Figure 3. Schematic illustrating the difference between in-phase and anti-phase firing pattern. (A) Firing the musculature (e.g., agonist and antagonist muscles) in an in-phase pattern can facilitate an additive effect, which doubles the force amplitude with a single signal in comparison to (B) anti-phase firing patterns. Note the difference in the resultant amplitude between in-phase and anti-phase activation. Abbreviations: A, amplitude; λ, wave length.
Unfortunately, saving energy during brain activation and motor function comes at the cost of flexibility. This form of inflexibility in PD is particularly evident in a reduced ability to transition from posture to movement (and vice versa), resulting in difficulties in movement initiation and termination. What makes movement initiation difficult is the fact that voluntary movements are initiated in coincidence with the direction of the tremor (Cohen and Rosenbaum, 2007). An analogy for such a process is that movement initiation is akin to jumping onto a swinging pendulum. Normal resting tremor, due its high frequency oscillations, changes directions at a very fast rate. In addition, the lower amplitude of normal tremor reduces the need for large levels of muscle activation to overcome tremor to begin a goal-directed action. Parkinsonian tremor on the other hand, is a relatively slow and high amplitude oscillation. First, the neuromotor system has a longer waiting period in order to “catch the next wave” so that the movement can be initiated in conjunction with the direction of the tremor. The slowness of PD tremor would result in directional changes occurring with a far lower frequency. In addition, because PD tremor exploits the spring-like nature of the musculature, persons with PD have to generate a larger muscle force to overcome the “bouncing” generated by the tremor in order to start movement.

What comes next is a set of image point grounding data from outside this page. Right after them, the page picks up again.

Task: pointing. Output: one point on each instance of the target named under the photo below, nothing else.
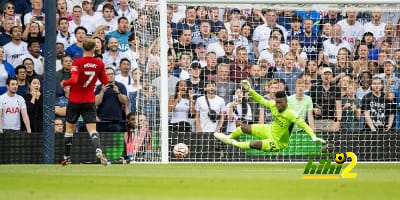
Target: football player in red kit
(84, 74)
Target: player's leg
(72, 115)
(89, 117)
(258, 130)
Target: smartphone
(235, 98)
(39, 18)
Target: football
(181, 150)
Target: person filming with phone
(239, 110)
(111, 101)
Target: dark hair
(280, 94)
(9, 79)
(19, 67)
(80, 28)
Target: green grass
(193, 181)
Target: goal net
(338, 64)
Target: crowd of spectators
(340, 69)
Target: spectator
(225, 87)
(12, 108)
(9, 13)
(376, 26)
(378, 111)
(110, 102)
(34, 105)
(239, 111)
(229, 57)
(327, 103)
(136, 81)
(194, 83)
(125, 10)
(181, 105)
(149, 104)
(64, 36)
(352, 29)
(5, 36)
(6, 67)
(33, 32)
(303, 104)
(125, 68)
(34, 54)
(99, 49)
(246, 32)
(30, 69)
(205, 36)
(137, 139)
(121, 34)
(36, 14)
(289, 73)
(172, 80)
(218, 47)
(64, 73)
(361, 64)
(16, 47)
(210, 71)
(365, 82)
(216, 24)
(20, 74)
(58, 126)
(210, 116)
(75, 50)
(240, 69)
(332, 46)
(343, 67)
(60, 51)
(113, 56)
(108, 20)
(62, 12)
(351, 107)
(265, 115)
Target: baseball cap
(231, 42)
(233, 10)
(389, 61)
(326, 69)
(200, 45)
(195, 65)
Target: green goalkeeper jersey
(283, 122)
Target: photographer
(111, 101)
(239, 111)
(210, 110)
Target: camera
(213, 115)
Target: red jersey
(84, 74)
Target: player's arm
(103, 76)
(25, 118)
(303, 125)
(74, 77)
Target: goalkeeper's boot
(224, 138)
(66, 161)
(103, 158)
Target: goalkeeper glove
(316, 139)
(246, 85)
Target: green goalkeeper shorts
(263, 131)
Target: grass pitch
(193, 181)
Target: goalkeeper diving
(275, 136)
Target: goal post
(204, 145)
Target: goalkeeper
(275, 136)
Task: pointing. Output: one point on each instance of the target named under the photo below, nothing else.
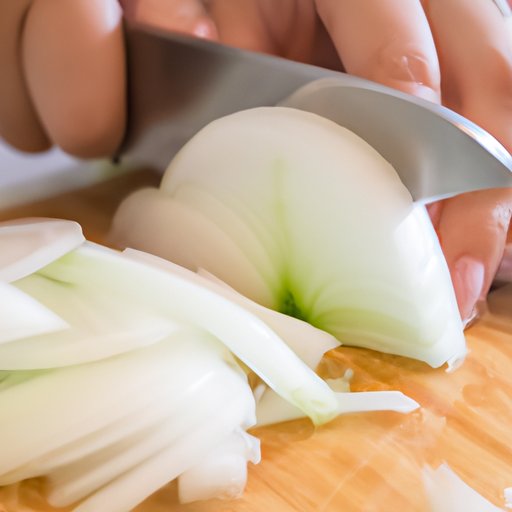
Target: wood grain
(360, 462)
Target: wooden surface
(360, 462)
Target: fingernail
(468, 279)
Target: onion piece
(223, 472)
(101, 325)
(332, 233)
(30, 244)
(22, 316)
(447, 492)
(271, 408)
(250, 339)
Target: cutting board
(370, 462)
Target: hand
(453, 50)
(63, 70)
(406, 45)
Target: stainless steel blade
(178, 84)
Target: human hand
(409, 46)
(63, 70)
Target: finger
(187, 16)
(73, 58)
(243, 24)
(19, 123)
(385, 41)
(476, 62)
(473, 230)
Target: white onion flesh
(447, 492)
(303, 216)
(29, 244)
(179, 295)
(223, 473)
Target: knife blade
(178, 84)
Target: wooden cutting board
(368, 462)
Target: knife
(178, 84)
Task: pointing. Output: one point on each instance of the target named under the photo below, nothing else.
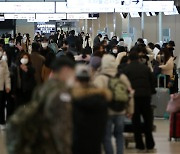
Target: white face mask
(114, 51)
(121, 43)
(101, 39)
(24, 61)
(4, 57)
(1, 53)
(11, 44)
(44, 45)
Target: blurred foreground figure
(45, 125)
(89, 113)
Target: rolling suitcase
(175, 126)
(161, 98)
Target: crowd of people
(62, 96)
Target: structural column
(126, 25)
(142, 24)
(160, 26)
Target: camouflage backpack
(120, 94)
(39, 128)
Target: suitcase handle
(161, 76)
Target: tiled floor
(161, 137)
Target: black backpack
(120, 94)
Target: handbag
(174, 104)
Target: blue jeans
(115, 125)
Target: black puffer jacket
(90, 116)
(141, 79)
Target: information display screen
(51, 16)
(19, 16)
(27, 7)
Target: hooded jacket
(109, 67)
(46, 124)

In summary, in persons with PD, it can be speculated that, to minimize energy cost, active control (e.g., lateral stabilization during gait, smooth motions of a limb, and suppression of tremor) appears to be compromised and diminished since it requires energy, and passive control (e.g., movements on the plane of progression during gait) is more inflexible since altering an automated behavior also requires energy. Hence, although mechanisms of PD tremor and parkinsonian gait do not seem to be identical (since tremor is hyperkinetic and gait is predominantly hypokinetic feature), both of them could possibly emerge from a single origin: metabolic dysfunction or energy imbalance. This speculation could be extended to difficulty in gait initiation (GI) and termination (GT) in persons with PD since both GI and GT require active control to initiate or terminate forward propulsion. Metabolic cost is required to voluntarily transition from one passively-stable condition to another. Taken together, all of these previous findings could indicate that persons with PD lack behavioral flexibility which should be necessary to adapt to environmental changes (e.g., a sudden perturbation) and/or task demands (i.e., GI and GT) since energy is required for these adaptations. It can also be postulated that this inflexibility emerged as a compensatory action for persons with PD since self-optimization of biological systems and age-related adjustment are insufficient to off-set the energy imbalance in PD.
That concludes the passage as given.